RIDING THE NANO RHINO
At two a.m. this morning, I hit the 50,000 word count for the National Novel Writing Month. It was a quiet moment, marked by the cacophony of snores from my two dogs and from my husband who was out cold with a laptop propped on his chest. Such is the fate of the writer. We are lone souls drifting along the invisible Ley lines that map our inner worlds.
What did I do to celebrate?
I clicked off the computer, put my husband’s laptop away, scratched my dogs’ bellies and went to bed.
Such is the fate of the writer. We are the last shift down and so we get to put the dishes away, make sure all the lights are out, and lock up.
Every year over a million of us migrate from the four corners of the globe to The National Novel Writing Site where Chris Baty and his staff put out a feast of forums to tickle the appetite of any writer regardless of age, writing experience, or genre preference. We choose our writing groups. We hook up with old friends and new friends. We tweak our profiles, title our novels, and write a brief synopsis on what our novel is about. We choose our rhino and mount up.
And then we all wait for Chris Baty to ring the bell.
Make no mistake, the Nano Rhino is a huge beast. 50,000 words in thirty days. When a writer bursts out of that chute it’s anybody’s guess whether she’s going to last twenty-four hours, let alone thirty days. Outlines, character lists, plot twists, crisis points? I’ve seen a lot of litter in the Nano ring. Occasionally, I’ve come across a skeleton with a pad it its lap and a pen still grasped in its boney fingers. Seems to me that there is no guarantee that any single technique will get you to the finish line.
It’s rhino country. The terrain is unpredictable; the beast temperamental.

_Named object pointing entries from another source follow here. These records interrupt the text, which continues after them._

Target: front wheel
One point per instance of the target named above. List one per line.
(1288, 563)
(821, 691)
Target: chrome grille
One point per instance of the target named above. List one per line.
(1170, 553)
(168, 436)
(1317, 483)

This is my fourth Rhino. The first two rides ended rather badly. In a nutshell, I crossed the finish line with my heel caught in the stirrup, my ego skinned from my ass and a whole lot of dirt up my nose and in other places. The third rhino marked a change in my performance. I made the word count early, clocked out, and made ten home-made pies for Thanksgiving Dinner. That was fantastic.
This year, I rode the rhino across the finish line in eighteen days. I did it without self-flagellation, without giving up my favorite television series, and without locking everyone in the basement. I did it quietly with a nod to anyone who walked in to stare at me and ask me if I’d glued my butt to the chair. I did it with great pleasure and with an edge of madness that stemmed from the discovery of how to ride my rhino. I pass it on to you in the hope that you will find something worthwhile in my journey across the wild country that is National Novel Writing Month.
The secret to my success comes down to one thing:
Be kind to your rhino.
Touch it. Learn the vast array of valleys and mountains carved into its skin. Stick your fingers in its ears and dig out the dust of where it’s been. Peer into the universe birthed in its gaze and smell the dangerous lust that drives it. Breath all of it in. Absorb that awesome potential and claim it for your own.
When you climb onto its back, you’ll find the view is breathtaking and the possibilities, endless.